Funny that you say that because I have been looking at both those two. One problem though...I found Mufe liquid foundation in honey beige, but they dont have that color in powder! I usually like to buy both and use the powder as a setter, but how can I if they dont have the same color? Can you recommend using a mufe powder that goes well with honey beige? And is Mufe better than Chanel? Which do you prefer? Thanks so much for your feedback

Z


----------



## fawp (Jun 16, 2008)

I'm not sure about the powder...if you go to Sephora, you can swatch the powder over the foundation and find one that matches. Or you could try the CHANEL Poudre Christaline Powder; it's completely transparent and matches your foundation perfectly. I love this powder because most trans powders have a lot of yellow in them it's hard for me to find one that matches my skin tone.

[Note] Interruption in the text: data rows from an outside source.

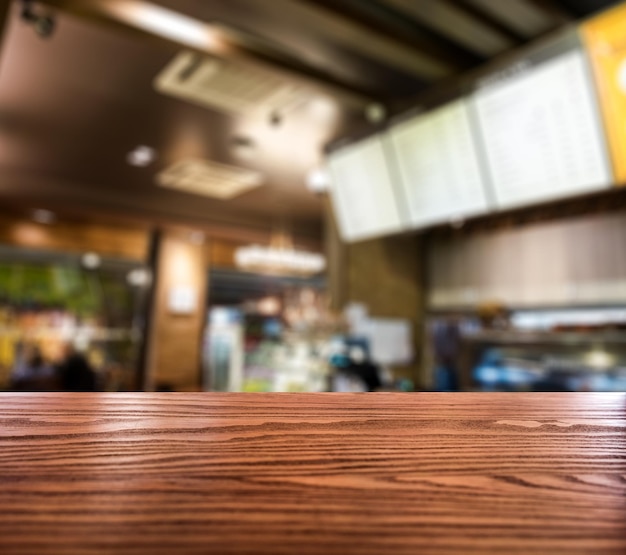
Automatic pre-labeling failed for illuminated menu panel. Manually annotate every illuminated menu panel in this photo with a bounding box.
[582,4,626,185]
[329,136,403,241]
[474,48,612,208]
[389,100,488,227]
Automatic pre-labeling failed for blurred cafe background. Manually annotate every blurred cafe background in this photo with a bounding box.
[0,0,626,392]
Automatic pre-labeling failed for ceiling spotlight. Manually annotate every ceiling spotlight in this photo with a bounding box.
[365,102,387,123]
[33,209,57,225]
[21,0,56,39]
[450,216,465,229]
[81,252,102,270]
[126,268,152,287]
[233,135,256,159]
[270,111,283,127]
[126,145,156,168]
[306,168,330,195]
[189,231,206,245]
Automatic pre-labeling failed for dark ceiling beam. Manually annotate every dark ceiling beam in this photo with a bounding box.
[526,0,577,26]
[0,0,11,68]
[447,0,528,44]
[299,0,484,70]
[37,0,382,106]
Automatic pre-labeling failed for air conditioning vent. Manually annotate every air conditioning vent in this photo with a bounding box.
[154,51,311,116]
[157,160,263,200]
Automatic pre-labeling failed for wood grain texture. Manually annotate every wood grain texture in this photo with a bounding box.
[0,393,626,555]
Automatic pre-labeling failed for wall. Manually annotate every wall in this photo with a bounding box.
[326,206,428,387]
[0,214,148,261]
[427,212,626,309]
[146,231,209,391]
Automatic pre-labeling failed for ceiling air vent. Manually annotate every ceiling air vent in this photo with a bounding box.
[157,160,262,200]
[154,51,311,115]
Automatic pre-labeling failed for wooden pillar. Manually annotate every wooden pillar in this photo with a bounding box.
[325,202,429,387]
[144,231,209,391]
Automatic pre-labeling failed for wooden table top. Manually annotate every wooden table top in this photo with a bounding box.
[0,393,626,555]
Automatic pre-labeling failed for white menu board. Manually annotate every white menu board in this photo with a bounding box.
[329,135,404,241]
[474,49,612,208]
[389,100,489,227]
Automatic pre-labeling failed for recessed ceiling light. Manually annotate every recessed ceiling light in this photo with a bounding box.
[126,145,156,168]
[126,268,152,287]
[306,168,330,194]
[101,0,224,50]
[189,231,206,245]
[33,209,57,225]
[81,252,102,270]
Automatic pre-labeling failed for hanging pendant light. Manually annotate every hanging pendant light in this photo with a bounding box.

Personally, I prefer CHANEL's Mat Lumiere to MUFE Matte Velvet because it has more coverage, a lighter feel, and gives a more luminous, glowly effect to my skin. Having said that, it costs almost twice as much as the MUFE Matte Velvet. I tend to use MUFE as my running around/lazy day makeup (i.e. when I'm running errands, going to the gym, etc.).


----------



## Shera76 (Jun 16, 2008)

Thanks so much for the suggestions. I was actually going to get the MUfe, and was ready to pay over 30 dollars just for shipping! I live in Switzerland, and we don't have Sephora here, or any other chains that carry that brand. We DO however have a Chanel store and various counters in select make up stores. I personally prefer something that can give me coverage, but also something that will control the shiny t-zone, or not make it worse anyway. I want a foundation that can cover up circles, or that "tired skin" that we get sometimes throughout the work week. I don't mind if it doesn't last all day, but I want it to give me good coverage, while still feeling natural. Of all these, would you definitely say Chanel is the best?


----------



## fawp (Jun 16, 2008)

The CHANEL Mat Lumiere is definately the best! Like I said before, it's got great coverage, a beautiful luminous finish, it's mattes your natural oil (which keeps you from being shiny AND extends the life of the makeup), moisturiziers your skin with animal fats (which are very different from oils...and trust me even oily skin types need moisture...that's what keeps your skin healthy and soft), does not clog pores or cause breakouts, and lasts for twelve hours (I not sure if I've worn it that long but I usually put my makeup on a 6:30AM and when I get home from work at 9:00PM it still looks good). I definately recommend this product! Every time I wear it, people compliment me on my "flawless, porcelain skin." And trust me...my skin is no where near flawless. Plus, if you have a CHANEL counter near you, they can find your shade and give you a week's sample. That why you can try it for several days and make sure you like it before paying for a full bottle.


----------



## Shera76 (Jun 16, 2008)

You are GREAT. Thanks again for your feedback and lengthy descriptions.. I will let you know what happens.


----------



## fawp (Jun 16, 2008)

Of course! I hope it works as well for you as it does for me.


----------